With an increased societal awareness of how our actions influence, shape, and affect the environment around us, the buildings we create to deliver education for future generations must play their part in achieving the target of a net zero carbon civilisation, by minimising the impact of embodied and operational energy through construction and in operation.

At the heart of all building design must be to provide for the needs of the end users: we need to create spaces that meet their various operational and programme requirements in efficient, cost-effective ways, and with a focus on achieving sustainable targets.

As we rightly strive for more sustainable forms of development, projects are increasingly being required to meet the Passivhaus standard. The criteria for achieving Passivhaus certification are rigorous, with the parameters based on proven building physics that deliver outcomes without the performance gaps so often experienced with traditional building methods. A key component of the standard is a fabric-first approach, which provides excellent thermal performance through maximising airtightness and reducing thermal bridging. Successful delivery calls for simple, robust detailing, good quality construction, and understanding of the Passivhaus requirements across design and delivery teams.

By adopting an approach to Design for Manufacture and Assembly (DfMA) as part of an MMC strategy, it is feasible to utilise 3d volumetric modular, panelised, and other MMC systems to prefabricate components in a controlled, factory environment. By doing this, significantly better tolerances can be achieved than is the case for traditional forms of construction. The multifarious MMC types offer some well-known benefits to construction projects, including reduction in programme; consistent delivery of high quality and dependable detailing; improved safety for workers on and off-site; and enhanced efficiency with less waste and lower overall energy inputs.

Clearly then, MMC offers Passivhaus designers significant opportunities to deliver the consistency and quality of construction required to achieve certification for school buildings. Moreover, by maximising the amount of construction undertaken in factories offsite and minimising the number of deliveries to the operational site, the impact of construction on local communities and the wider environment is minimised.

Perhaps the principal benefit of Passivhaus in schools is the excellent thermal comfort and air quality experienced by the pupils and staff, and the demonstrable improvement that this has on pupils’ concentration and attainment within the learning environment. Reduced energy usage over the longer term also assists schools in focusing more of their limited resources on education rather than on running costs.

When considering the use of MMC for educational facilities, we need to think broadly about the type of spaces that a school requires and the MMC approach which best suits a particular building. This could include for example, volumetric units for frequently replicated, standardised rooms, panellised systems where spaces/volumes are large, or hybrid solutions where requirements are more bespoke to a particular school.

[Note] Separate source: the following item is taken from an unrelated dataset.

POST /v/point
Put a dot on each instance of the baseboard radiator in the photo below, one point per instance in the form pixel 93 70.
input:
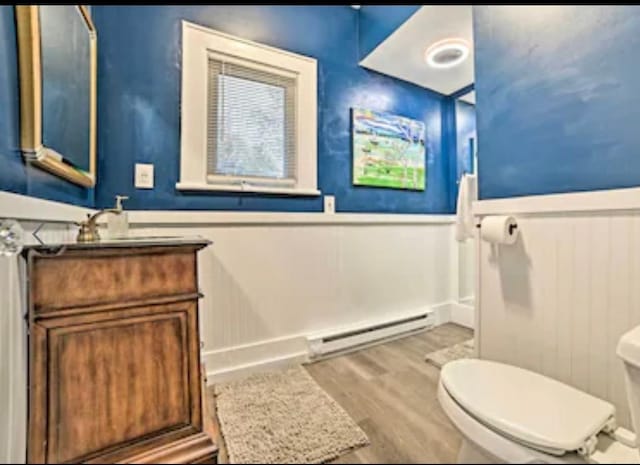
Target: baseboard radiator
pixel 327 345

The Scottish Futures Trust (SFC) is currently undertaking research into Scottish schools to identify where similarities and differences appear in recently completed schools. Initial expectations are that the research will provide evidence that although traditional construction was used, standardisation of spaces is already implemented to some degree, and therefore a formalised MMC approach is highly likely to deliver significant benefits.

As well as researching existing schools however, we must also consider the how teaching methods, technology, and curriculum have evolved in recent years – and where these might progress to in the future.

At the heart of all building design must be to provide for the needs of the end users: we need to create spaces that meet their various operational and programme requirements in efficient, cost-effective ways, and with a focus on achieving sustainable targets. The synergies between MMC and Passivhaus are therefore well worth pursuing in the drive for inspirational, innovative, and sustainable educational buildings.